Microscopic polyangiitis is a very rare disease that can cause significant complications. Aftercare depends heavily on the individual severity of the disease, so that the symptoms can only be alleviated, but not permanently combated. A healthy way of life with sufficient sleep and exercise in the fresh air strengthens the immune system and can increase well-being. Acute symptoms that occur repeatedly and suddenly should be clarified immediately with the doctor treating you.

You can do that yourself

Microscopic polyangiitis has not yet been cured. Treatment focuses on relieving symptoms and improving the sufferer’s quality of life. The patient can support these measures by adapting his lifestyle to the condition.

This can be achieved, for example, by changing your diet. In principle, a healthy and balanced diet with sufficient carbohydrates is recommended for microscopic polyangiitis.
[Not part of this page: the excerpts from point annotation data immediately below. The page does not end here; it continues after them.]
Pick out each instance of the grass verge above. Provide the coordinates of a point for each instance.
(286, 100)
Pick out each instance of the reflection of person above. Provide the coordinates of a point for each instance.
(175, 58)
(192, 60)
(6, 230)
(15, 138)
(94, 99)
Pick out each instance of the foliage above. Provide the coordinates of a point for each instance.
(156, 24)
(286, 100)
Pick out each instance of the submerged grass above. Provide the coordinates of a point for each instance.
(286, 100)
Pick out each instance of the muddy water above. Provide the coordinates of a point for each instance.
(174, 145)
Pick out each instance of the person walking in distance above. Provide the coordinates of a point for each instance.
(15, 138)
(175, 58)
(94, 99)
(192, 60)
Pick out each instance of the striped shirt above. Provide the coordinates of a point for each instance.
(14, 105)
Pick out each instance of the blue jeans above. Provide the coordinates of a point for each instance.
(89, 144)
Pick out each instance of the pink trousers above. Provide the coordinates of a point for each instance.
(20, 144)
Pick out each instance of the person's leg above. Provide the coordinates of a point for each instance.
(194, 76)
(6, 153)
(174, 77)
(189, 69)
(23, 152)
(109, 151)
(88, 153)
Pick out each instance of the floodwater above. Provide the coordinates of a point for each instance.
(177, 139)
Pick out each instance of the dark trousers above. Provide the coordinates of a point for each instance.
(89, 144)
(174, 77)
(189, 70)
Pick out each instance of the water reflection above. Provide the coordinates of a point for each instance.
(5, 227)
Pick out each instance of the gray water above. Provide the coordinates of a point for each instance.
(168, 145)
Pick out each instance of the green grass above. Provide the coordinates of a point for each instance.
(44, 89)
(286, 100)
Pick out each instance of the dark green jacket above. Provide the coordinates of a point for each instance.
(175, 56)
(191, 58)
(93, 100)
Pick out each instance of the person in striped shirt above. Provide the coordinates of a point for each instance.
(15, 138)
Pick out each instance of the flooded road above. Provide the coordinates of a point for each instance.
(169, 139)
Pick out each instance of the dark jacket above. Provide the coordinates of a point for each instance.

In addition, stimulants such as alcohol, caffeine and nicotine should be avoided. Those affected should drink enough fluids to counteract bleeding, high blood pressure and other typical symptoms of the disease. Accompanying this, drug therapy is indicated. This can be supported by the patient by keeping a complaint diary with any side effects and interactions. With the help of these notes, the doctor in charge can optimally adjust the medication to the individual symptoms and the constitution of the patient.

If visual disturbances or epileptic seizures occur, a specialist must be consulted. In addition, the patient needs support in everyday life, because the often acute symptoms increase the risk of accidents and falls. In the case of severe polyangiitis, a psychotherapist may also be consulted.